BerriAI / litellm

Call all LLM APIs using the OpenAI format. Use Bedrock, Azure, OpenAI, Cohere, Anthropic, Ollama, Sagemaker, HuggingFace, Replicate (100+ LLMs)
https://docs.litellm.ai/docs/
Other
10.37k stars 1.16k forks source link

🎅 I WISH LITELLM HAD... #361

Open krrishdholakia opened 10 months ago

krrishdholakia commented 10 months ago

This is a ticket to track a wishlist of items you wish LiteLLM had.

COMMENT BELOW 👇

With your request 🔥 - if we have any questions, we'll follow up in comments / via DMs

Respond with ❤️ to any request you would also like to see

P.S.: Come say hi 👋 on the Discord

krrishdholakia commented 10 months ago

[LiteLLM Client] Add new models via UI

Thinking aloud it seems intuitive that you'd be able to add new models / remap completion calls to different models via UI. Unsure on real problem though.

krrishdholakia commented 10 months ago

User / API Access Management

Different users have access to different models. It'd be helpful if there was a way to maybe leverage the BudgetManager to gate access. E.g. GPT-4 is expensive, i don't want to expose that to my free users but i do want my paid users to be able to use it.

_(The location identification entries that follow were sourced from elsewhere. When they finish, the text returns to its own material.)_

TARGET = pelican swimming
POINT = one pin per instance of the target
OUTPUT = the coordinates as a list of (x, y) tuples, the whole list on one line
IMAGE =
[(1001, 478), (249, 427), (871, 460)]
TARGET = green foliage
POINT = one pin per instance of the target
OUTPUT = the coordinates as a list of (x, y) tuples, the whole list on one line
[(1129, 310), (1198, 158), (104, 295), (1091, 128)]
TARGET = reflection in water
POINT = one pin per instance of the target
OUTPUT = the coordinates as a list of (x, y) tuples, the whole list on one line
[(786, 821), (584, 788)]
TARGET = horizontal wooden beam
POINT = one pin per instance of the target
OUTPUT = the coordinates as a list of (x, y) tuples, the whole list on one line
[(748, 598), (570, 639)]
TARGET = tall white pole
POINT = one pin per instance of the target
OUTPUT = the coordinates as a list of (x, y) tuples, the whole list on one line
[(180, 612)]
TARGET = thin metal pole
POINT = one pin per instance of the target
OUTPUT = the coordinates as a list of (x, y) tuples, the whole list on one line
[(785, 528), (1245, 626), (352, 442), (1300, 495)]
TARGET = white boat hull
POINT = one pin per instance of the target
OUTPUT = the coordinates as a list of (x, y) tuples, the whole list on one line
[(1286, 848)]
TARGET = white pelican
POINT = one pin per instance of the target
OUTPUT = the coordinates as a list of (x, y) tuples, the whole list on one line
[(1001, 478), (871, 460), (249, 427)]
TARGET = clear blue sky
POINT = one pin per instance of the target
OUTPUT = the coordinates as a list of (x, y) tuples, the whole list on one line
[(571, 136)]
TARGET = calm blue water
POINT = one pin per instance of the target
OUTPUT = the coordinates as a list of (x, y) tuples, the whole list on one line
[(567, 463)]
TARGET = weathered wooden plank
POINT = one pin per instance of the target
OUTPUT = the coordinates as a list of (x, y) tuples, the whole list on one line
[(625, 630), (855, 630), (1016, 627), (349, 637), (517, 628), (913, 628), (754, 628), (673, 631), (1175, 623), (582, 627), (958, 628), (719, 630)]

krrishdholakia commented 10 months ago

cc: @yujonglee @WilliamEspegren @zakhar-kogan @ishaan-jaff @PhucTranThanh feel free to add any requests / ideas here.

ishaan-jaff commented 10 months ago

[Spend Dashboard] View analytics for spend per llm and per user

ishaan-jaff commented 10 months ago

Auto select the best LLM for a given task

If it's a simple task like responding to "hello" litlellm should auto-select a cheaper but faster llm like j2-light

Pipboyguy commented 10 months ago

Integration with NLP Cloud

krrishdholakia commented 10 months ago

That's awesome @Pipboyguy - dm'ing on linkedin to learn more!

krrishdholakia commented 9 months ago

@ishaan-jaff check out this truncate param in the cohere api

This looks super interesting. Similar to your token trimmer. If the prompt exceeds context window, trim in a particular manner.

Screenshot 2023-09-14 at 10 54 50 AM

I would maybe only run trimming on user/assistant messages. Not touch the system prompt (works for RAG scenarios as well).

haseeb-heaven commented 9 months ago

Option to use Inference API so we can use any model from Hugging Face 🤗

krrishdholakia commented 9 months ago

@haseeb-heaven you can already do this - https://github.com/BerriAI/litellm/blob/a63784d5b376c22d6203fed62f26c3ec5f92e5d1/litellm/llms/huggingface_restapi.py#L53

from litellm import completion 
response = completion(model="huggingface/gpt2", messages=[{"role": "user", "content": "Hey, how's it going?"}])
print(response) 
haseeb-heaven commented 9 months ago

@haseeb-heaven you can already do this -

https://github.com/BerriAI/litellm/blob/a63784d5b376c22d6203fed62f26c3ec5f92e5d1/litellm/llms/huggingface_restapi.py#L53

from litellm import completion 
response = completion(model="huggingface/gpt2", messages=[{"role": "user", "content": "Hey, how's it going?"}])
print(response) 

Wow great thanks its working. Nice feature

smig23 commented 9 months ago

Support for inferencing using models hosted on Petals swarms (https://github.com/bigscience-workshop/petals), both public and private.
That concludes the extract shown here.